The India–Nepal Border, is an open international border running between India and Nepal. The 1,690 km long border includes the Himalayan territories as well as Indo-Gangetic Plain. The current shape was established after the Sugauly treaty of 1816 between Nepal and the British Raj.

Before the 1816 Treaty of Sugauli, the Nepalese kingdom stretched from the Sutlej river in the west to the Teesta river in the East. Nepal lost the Anglo-Nepalese War and the resulting Treaty limited Nepal to its present territories.

Treaty of Sagauli, (March 4, 1816), agreement between the Gurkha chiefs of Nepal and the British Indian government that ended the Anglo-Nepalese (Gurkha) War (1814–16). By the Sugauli treaty, Nepal renounced all claim to the disputed Tarai, or lowland country, and ceded its conquests west of the Kali River and extending to the Sutlej River. Nepal remained independent, but it received a British resident with the status of an ambassador to an independent country rather than of the controlling agent of the supreme government in an Indian state.

The Sugauli Treaty stated that “the Rajah of Nipal  hereby cedes to the East India Company in perpetuity all the under-mentioned territories”, including “the whole of the lowlands between the Rivers Kali and Rapti.” It elaborated further that “[t]he Rajah of Nipal [Nepal] renounces for himself, his heirs, and successors, all claim to or connection with the countries lying to the west of the River Kali and engages never to have any concern with those countries or the inhabitants there of.”

Controversial Claims by Nepal:

The bone of contention is the Kalapani-Limpiadhura-Lipulekh trijunction between Nepal-India and China (Tibet). Located on the banks of the river Kali at an altitude of 3600m, the Kalapani territory lies at the eastern border of Uttarakhand in India and Nepal’s Sudurpashchim Pradesh in the West.

India claims the area is part of Uttarakhand’s Pithoragarh district, while Nepal believes it to be part of its Dharchula district.

The present controversy has arisen since the Nepalese contest that the tributary that joins the Mahakali river at Kalapani is not the Kali river.
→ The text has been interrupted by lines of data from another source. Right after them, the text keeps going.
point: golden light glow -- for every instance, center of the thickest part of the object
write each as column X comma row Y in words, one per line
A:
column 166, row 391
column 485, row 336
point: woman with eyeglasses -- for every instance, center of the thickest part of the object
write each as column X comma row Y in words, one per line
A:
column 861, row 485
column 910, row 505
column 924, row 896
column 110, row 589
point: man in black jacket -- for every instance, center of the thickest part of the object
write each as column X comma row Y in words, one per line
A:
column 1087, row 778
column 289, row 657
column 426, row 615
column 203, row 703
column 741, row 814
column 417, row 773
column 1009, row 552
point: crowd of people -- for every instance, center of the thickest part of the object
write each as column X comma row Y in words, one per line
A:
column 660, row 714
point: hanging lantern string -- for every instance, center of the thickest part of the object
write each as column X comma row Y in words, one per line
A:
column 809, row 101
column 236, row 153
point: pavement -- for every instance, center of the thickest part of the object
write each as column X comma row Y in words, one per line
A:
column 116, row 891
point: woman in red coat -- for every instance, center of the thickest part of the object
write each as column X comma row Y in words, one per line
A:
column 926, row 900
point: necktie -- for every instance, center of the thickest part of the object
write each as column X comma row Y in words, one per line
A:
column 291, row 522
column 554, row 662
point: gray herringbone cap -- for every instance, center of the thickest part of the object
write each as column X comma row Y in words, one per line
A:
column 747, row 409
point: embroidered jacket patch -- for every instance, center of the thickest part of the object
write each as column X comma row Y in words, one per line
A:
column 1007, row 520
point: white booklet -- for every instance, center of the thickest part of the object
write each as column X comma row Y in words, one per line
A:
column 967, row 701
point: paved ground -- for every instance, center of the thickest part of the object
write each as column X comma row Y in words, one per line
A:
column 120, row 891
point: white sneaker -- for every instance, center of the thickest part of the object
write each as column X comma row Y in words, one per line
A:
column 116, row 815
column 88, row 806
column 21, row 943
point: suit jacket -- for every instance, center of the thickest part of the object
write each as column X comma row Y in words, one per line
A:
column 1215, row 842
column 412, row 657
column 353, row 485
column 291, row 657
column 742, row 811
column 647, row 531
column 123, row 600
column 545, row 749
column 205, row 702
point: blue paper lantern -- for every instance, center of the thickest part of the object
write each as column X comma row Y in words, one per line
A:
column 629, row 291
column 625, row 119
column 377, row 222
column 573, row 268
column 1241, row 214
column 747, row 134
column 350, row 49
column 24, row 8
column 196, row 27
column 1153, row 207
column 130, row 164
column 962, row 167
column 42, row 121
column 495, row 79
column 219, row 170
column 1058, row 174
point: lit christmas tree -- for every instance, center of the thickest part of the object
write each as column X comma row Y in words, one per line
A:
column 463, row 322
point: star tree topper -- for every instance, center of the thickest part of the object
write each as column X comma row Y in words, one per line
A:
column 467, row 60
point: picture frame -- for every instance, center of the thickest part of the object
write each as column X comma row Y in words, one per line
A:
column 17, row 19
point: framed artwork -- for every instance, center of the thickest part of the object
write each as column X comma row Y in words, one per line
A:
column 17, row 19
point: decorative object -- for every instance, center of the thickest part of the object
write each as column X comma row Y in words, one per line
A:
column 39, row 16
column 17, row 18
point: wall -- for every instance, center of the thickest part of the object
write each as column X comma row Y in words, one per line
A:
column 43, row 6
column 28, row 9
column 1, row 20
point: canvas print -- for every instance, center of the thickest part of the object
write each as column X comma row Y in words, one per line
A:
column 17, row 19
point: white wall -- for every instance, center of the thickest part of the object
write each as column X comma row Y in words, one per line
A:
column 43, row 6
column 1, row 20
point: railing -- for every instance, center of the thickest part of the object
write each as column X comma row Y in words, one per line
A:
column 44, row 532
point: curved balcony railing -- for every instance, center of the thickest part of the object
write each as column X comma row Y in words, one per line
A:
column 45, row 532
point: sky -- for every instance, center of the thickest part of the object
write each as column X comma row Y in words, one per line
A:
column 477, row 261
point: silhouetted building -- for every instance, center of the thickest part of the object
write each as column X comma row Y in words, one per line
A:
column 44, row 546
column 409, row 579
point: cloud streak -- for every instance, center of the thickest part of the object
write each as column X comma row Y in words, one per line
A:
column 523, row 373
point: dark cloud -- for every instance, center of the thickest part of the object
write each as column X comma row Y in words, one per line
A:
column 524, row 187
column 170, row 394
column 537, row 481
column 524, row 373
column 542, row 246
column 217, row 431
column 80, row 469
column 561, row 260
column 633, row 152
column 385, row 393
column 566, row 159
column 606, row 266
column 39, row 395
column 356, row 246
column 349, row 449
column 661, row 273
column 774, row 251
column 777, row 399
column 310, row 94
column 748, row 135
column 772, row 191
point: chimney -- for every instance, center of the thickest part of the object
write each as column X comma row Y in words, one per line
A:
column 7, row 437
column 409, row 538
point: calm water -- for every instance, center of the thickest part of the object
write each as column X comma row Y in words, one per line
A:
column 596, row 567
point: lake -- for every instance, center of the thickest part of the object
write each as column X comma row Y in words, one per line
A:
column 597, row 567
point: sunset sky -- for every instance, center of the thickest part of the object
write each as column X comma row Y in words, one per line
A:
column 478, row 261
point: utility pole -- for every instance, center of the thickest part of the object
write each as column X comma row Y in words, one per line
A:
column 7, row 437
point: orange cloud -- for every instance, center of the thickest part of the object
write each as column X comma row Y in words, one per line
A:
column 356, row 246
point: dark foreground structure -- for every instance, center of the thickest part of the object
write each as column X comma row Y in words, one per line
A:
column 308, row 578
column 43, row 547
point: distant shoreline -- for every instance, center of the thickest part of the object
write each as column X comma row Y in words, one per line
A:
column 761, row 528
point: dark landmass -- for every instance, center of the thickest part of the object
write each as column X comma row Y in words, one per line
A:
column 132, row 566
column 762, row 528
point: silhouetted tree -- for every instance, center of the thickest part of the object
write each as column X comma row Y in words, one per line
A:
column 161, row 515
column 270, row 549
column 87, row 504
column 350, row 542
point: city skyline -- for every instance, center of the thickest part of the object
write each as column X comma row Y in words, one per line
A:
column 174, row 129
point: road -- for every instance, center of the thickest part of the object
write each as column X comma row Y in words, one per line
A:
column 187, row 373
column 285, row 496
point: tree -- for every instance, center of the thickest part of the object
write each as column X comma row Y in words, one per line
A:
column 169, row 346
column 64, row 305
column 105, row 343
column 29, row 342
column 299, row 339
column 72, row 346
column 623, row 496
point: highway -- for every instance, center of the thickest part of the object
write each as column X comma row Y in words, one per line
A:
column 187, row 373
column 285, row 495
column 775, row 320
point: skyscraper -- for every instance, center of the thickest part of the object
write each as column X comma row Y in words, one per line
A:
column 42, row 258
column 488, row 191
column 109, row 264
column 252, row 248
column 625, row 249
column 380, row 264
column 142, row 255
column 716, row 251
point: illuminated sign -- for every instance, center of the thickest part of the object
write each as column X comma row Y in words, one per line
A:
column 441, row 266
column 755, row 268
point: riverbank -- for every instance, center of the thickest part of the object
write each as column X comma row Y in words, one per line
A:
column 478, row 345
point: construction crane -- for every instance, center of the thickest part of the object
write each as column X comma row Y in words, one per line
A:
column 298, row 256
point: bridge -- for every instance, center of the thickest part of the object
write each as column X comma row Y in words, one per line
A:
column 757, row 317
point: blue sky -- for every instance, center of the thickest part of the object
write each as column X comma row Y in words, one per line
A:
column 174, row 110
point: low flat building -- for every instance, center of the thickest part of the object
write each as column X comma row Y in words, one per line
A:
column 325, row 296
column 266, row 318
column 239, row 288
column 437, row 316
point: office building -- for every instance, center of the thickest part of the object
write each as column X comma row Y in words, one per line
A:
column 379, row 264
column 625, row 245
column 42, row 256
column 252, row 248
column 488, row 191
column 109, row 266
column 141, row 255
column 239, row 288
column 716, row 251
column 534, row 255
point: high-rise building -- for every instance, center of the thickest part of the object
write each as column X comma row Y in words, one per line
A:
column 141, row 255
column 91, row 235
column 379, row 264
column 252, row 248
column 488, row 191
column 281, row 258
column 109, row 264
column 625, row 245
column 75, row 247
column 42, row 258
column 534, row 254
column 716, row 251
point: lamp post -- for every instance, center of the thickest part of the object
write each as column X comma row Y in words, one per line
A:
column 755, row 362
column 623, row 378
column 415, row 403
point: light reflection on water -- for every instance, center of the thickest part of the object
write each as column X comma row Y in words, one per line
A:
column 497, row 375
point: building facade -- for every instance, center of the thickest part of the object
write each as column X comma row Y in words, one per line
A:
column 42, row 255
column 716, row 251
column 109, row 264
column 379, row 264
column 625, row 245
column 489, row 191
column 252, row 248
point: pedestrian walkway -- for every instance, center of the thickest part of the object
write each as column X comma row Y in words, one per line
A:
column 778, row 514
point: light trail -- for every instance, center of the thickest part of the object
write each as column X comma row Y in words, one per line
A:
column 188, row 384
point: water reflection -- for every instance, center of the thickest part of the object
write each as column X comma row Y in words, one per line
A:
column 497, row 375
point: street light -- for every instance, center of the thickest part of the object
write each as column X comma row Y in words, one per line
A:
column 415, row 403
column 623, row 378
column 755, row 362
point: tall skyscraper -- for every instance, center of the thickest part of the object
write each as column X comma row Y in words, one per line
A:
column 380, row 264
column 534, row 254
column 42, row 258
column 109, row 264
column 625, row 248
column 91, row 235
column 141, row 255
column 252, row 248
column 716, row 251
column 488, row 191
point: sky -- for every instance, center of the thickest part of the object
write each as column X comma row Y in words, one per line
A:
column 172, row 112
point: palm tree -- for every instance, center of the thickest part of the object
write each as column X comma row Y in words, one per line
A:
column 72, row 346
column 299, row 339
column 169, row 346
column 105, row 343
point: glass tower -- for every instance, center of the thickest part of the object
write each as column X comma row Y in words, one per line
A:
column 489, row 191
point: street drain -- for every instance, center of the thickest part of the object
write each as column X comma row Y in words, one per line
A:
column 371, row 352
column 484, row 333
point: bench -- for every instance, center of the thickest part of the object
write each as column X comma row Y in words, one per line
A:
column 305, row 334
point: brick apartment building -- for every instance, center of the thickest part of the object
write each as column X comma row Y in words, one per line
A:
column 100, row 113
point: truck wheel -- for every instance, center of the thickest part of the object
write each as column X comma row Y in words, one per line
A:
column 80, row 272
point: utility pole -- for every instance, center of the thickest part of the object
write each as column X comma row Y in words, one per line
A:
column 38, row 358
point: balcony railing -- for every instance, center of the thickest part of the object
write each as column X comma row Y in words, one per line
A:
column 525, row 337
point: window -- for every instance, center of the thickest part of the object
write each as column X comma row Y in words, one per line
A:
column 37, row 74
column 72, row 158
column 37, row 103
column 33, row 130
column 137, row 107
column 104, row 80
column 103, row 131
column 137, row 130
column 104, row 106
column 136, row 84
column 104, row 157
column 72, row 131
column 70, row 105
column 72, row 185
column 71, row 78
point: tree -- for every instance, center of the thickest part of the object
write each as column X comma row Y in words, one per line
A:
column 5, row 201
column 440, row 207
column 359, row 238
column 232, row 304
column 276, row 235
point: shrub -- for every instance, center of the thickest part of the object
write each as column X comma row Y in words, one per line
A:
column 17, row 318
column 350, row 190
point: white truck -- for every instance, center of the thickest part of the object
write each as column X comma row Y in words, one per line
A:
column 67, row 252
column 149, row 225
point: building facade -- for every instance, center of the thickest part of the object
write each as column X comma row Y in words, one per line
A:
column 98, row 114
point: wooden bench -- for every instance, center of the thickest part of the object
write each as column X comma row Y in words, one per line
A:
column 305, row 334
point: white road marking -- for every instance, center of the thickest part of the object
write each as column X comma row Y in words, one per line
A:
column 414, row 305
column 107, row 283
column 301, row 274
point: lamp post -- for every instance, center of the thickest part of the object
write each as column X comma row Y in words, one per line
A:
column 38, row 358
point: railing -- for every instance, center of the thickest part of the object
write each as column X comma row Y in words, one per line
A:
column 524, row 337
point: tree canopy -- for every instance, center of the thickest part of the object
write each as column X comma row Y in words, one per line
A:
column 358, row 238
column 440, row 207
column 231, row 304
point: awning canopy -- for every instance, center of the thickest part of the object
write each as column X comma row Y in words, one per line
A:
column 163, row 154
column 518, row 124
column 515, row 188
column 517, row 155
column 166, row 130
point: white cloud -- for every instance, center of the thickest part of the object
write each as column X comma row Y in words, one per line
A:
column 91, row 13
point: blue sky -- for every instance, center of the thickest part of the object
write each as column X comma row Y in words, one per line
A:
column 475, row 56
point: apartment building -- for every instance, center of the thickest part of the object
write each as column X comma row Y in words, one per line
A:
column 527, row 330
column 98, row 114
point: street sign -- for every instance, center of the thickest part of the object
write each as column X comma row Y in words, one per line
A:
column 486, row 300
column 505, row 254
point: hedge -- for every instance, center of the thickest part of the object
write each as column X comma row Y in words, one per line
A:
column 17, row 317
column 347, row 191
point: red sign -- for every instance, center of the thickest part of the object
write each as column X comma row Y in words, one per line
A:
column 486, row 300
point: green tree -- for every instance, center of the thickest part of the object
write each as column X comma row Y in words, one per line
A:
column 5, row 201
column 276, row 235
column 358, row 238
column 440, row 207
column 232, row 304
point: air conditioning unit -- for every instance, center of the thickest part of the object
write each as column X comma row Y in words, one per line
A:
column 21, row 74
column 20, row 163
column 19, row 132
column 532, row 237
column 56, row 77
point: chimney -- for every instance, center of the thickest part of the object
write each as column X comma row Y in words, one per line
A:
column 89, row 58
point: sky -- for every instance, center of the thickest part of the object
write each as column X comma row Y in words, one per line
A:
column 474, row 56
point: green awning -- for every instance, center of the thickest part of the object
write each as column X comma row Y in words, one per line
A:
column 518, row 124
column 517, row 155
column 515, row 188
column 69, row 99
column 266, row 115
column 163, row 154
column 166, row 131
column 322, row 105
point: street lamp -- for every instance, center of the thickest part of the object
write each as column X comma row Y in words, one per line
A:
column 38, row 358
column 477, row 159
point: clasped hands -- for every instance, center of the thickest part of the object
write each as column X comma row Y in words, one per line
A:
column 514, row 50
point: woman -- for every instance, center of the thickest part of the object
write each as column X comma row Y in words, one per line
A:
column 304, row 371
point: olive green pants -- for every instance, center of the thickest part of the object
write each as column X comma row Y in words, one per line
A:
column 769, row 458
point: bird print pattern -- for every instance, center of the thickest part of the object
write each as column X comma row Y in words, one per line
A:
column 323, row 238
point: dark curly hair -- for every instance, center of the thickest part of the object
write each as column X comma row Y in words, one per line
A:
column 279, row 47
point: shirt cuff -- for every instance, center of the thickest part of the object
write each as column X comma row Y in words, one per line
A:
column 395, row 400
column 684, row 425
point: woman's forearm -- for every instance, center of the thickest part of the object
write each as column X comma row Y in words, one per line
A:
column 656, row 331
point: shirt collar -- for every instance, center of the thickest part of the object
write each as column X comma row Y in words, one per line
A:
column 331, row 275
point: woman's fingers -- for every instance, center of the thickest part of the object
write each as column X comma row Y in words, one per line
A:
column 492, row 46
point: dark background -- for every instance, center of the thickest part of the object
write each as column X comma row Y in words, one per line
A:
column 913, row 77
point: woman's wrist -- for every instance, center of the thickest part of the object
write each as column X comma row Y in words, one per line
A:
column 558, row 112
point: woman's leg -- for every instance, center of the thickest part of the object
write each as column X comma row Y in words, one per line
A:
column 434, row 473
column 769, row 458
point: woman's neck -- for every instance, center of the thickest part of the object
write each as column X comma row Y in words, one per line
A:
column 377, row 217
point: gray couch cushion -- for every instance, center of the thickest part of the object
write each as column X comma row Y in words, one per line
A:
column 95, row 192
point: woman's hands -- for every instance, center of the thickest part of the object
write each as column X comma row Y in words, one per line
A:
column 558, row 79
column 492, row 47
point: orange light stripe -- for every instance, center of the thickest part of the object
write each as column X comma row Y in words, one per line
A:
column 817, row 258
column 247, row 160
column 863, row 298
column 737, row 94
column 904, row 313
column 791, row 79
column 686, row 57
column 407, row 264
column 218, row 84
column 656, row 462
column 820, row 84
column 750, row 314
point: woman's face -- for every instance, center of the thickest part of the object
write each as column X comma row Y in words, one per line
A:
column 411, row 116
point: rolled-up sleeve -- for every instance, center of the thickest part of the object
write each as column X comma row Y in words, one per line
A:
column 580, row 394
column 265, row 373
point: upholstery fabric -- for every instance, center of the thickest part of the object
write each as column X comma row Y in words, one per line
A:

Nepal now contends that the Kali river lies further west to the Lipu Lekh pass.

 

Lipulekh Pass:

Lipulekh is a Himalayan pass on the border between India’s Uttarakhand state and the Tibet region of China, near their trijunction with Nepal. Nepal has ongoing claims to the southern side of the pass, called Kalapani territory, which is controlled by India.

LIPULEKH PASS

Strategic Importance of Lipulekh and Kalapani

Lipulekh and Kalapani is a tri-juncture of India-Nepal and China. They are of geo-strategic and geo-political importance as India can keep an eye against any attempt of encroachment by China or the movement of the People’s Liberation Army (PLA) towards India.

Similarly, Kalapani has not been free from the politics meted out from the Chinese front as well.

In 2018, during Doklam standoff, Wang Wenli, Deputy Director-General of the Boundary and Ocean Affairs of China’s Ministry of Foreign Affairs remarked, “the Indian side has also many tri-junctions. What if we use the same excuse and enter the Kalapani region between China, India, and Nepal or even into the Kashmir region between India and Pakistan”.

Further,  it is the shortest and direct route from North India to Kailash Mansarovar. At present, the Indian pilgrimages have to go to Kailash Mansarovar via Nepalgunj-Humla or Kathmandu-Kerung.